Друзья уставали от него, бросали в сомнительных компаниях, от прежнего авторитета безусловного лидера не осталось и следа, да и весь ранний андеграунд шестидесятых годов, якобы не нуждавшийся в публикациях, всё более перекочёвывал на сытый запад со своими выставками, со своими книгами в кожаных переплетах, наверстывал упущенное. Губанову запад был не нужен совсем, изредка в каких-то антологиях и западных журналах появлялись и его отредактированные стихи. Он то искренне радовался, то закидывал их куда-нибудь в форточку. Ему нужна была его Россия. Но где же она? Где его читатели, его слушатели? Он становился жестоким, мог впасть в истерику, как писал тот же Алейников: «когда его не просто вело что-то и куда-то, но – несло, и был он – одержим, был – сплошной взлёт и сплошной нерв…»
Но отнюдь не все его песни были злы и беспощадны, хватало и лирики, хватало и нежных чувств. Хватало и простых, по-рубцовски простых песен и стихов, почему-то упорно не замечались издателями и они. Будто его же раннее предчувствие еще шестнадцатилетнего юноши «но не будет мне изданий…» обязательно должно было оправдываться?.. Не сразу же росла его чудовищная неприкаянность, его тотальное одиночество (Скоро, одиночеством запятнанный, / Я уйду от мерок и морок, / Слушать зарифмованными пятками / Тихие трагедии дорог.) Юный гений мог и найти свой мир, порой и находил его, в подвалах и котельных, в деревнях и старых соборах, среди остатков старой русской интеллигенции и в книгах, в книгах, книгах. Он, можно сказать, вобрал в себя всё богатство русской поэзии, он шел их путем – вольного служения русскому слову. Поэзия Леонида Губанова, особенно ранняя – насквозь цитатна – Есениным и Гумилевым, Клюевым и Маяковским, Северяниным и Пастернаком… Это был его литературный институт, его образование, его высокое ученичество.

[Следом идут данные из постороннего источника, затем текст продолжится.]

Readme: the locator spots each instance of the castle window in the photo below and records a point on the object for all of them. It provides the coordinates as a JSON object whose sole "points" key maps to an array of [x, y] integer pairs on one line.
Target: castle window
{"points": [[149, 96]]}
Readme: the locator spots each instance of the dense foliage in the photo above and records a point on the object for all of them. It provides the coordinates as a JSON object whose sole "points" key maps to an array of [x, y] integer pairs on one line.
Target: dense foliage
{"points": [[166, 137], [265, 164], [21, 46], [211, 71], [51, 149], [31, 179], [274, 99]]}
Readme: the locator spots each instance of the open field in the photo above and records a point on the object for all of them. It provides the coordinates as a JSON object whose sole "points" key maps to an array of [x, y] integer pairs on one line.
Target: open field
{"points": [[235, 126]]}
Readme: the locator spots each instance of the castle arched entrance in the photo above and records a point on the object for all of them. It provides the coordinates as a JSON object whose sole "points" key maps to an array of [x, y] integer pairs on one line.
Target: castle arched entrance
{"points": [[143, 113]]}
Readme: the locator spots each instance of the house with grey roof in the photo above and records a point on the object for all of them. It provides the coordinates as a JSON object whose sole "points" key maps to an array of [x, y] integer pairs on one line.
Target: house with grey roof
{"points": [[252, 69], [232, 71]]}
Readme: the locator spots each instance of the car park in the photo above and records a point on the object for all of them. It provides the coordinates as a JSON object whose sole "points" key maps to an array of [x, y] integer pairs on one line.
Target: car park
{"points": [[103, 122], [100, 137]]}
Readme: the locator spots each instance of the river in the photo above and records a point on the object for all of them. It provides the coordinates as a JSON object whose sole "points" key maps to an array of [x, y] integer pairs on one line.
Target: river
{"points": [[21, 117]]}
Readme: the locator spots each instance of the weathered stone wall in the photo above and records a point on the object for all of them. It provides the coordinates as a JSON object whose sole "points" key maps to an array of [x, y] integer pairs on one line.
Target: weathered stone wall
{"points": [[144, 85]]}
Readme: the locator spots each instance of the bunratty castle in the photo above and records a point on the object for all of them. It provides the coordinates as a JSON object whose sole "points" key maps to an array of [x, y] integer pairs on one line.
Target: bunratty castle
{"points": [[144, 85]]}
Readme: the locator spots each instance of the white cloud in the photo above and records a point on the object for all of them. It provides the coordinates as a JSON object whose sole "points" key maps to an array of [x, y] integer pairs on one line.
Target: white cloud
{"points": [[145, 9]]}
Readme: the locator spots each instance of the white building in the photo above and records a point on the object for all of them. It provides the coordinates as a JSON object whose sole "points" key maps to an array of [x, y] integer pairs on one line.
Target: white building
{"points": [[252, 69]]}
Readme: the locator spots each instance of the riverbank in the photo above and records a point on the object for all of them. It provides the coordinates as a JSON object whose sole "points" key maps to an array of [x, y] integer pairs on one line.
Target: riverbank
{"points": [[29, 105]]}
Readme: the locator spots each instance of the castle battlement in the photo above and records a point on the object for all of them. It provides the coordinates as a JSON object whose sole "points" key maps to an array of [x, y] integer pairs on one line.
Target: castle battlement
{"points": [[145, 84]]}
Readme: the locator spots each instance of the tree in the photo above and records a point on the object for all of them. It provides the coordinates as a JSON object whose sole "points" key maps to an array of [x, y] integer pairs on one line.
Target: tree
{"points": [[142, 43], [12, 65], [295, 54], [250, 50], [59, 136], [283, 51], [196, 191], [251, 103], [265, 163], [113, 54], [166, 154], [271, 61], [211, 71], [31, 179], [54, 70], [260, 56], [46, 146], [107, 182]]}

Поразительно, как он, начиная с есенинских мотивов, внезапно переходит на стиль Маяковского, соединяя казалось бы несоединимое. А потом еще дополняя и Мандельштамом:
Но молодость уходила, росли стопки неопубликованных стихов, поэт замыкался в себе, впадал в отчаяние, разонравилось читать новое пьяным собутыльникам, он жаждал своего широкого читателя. Он верил в него, читатель был его надеждой. Он рвался к нему, но путь оставался один – самиздат, листочки перепечатанных на машинке строчек. Он оставался самым неиздаваемым поэтом такого высокого уровня в XX веке.
Я не согласен с Юрием Кублановским, когда он пишет: «Поколение до нас плохо себя мыслило вне печатания, даже Бродский при всей его тогдашней неординарности искал возможности публиковаться. Мы же страницами советских журналов брезговали почти изначально, и это были органичные установки свободной нашей эстетики…» Поначалу, может, так и было, хотя не забудем радость Леонида Губанова да и всех его друзей после публикации в «Юности» стихотворения «Художник» (трех четверостиший из его поэмы «Полина»). И представим, если бы не было разносной критики этого отрывка в центральной печати, а появились бы новые публикации, то и путь Леонида Губанова был бы иным.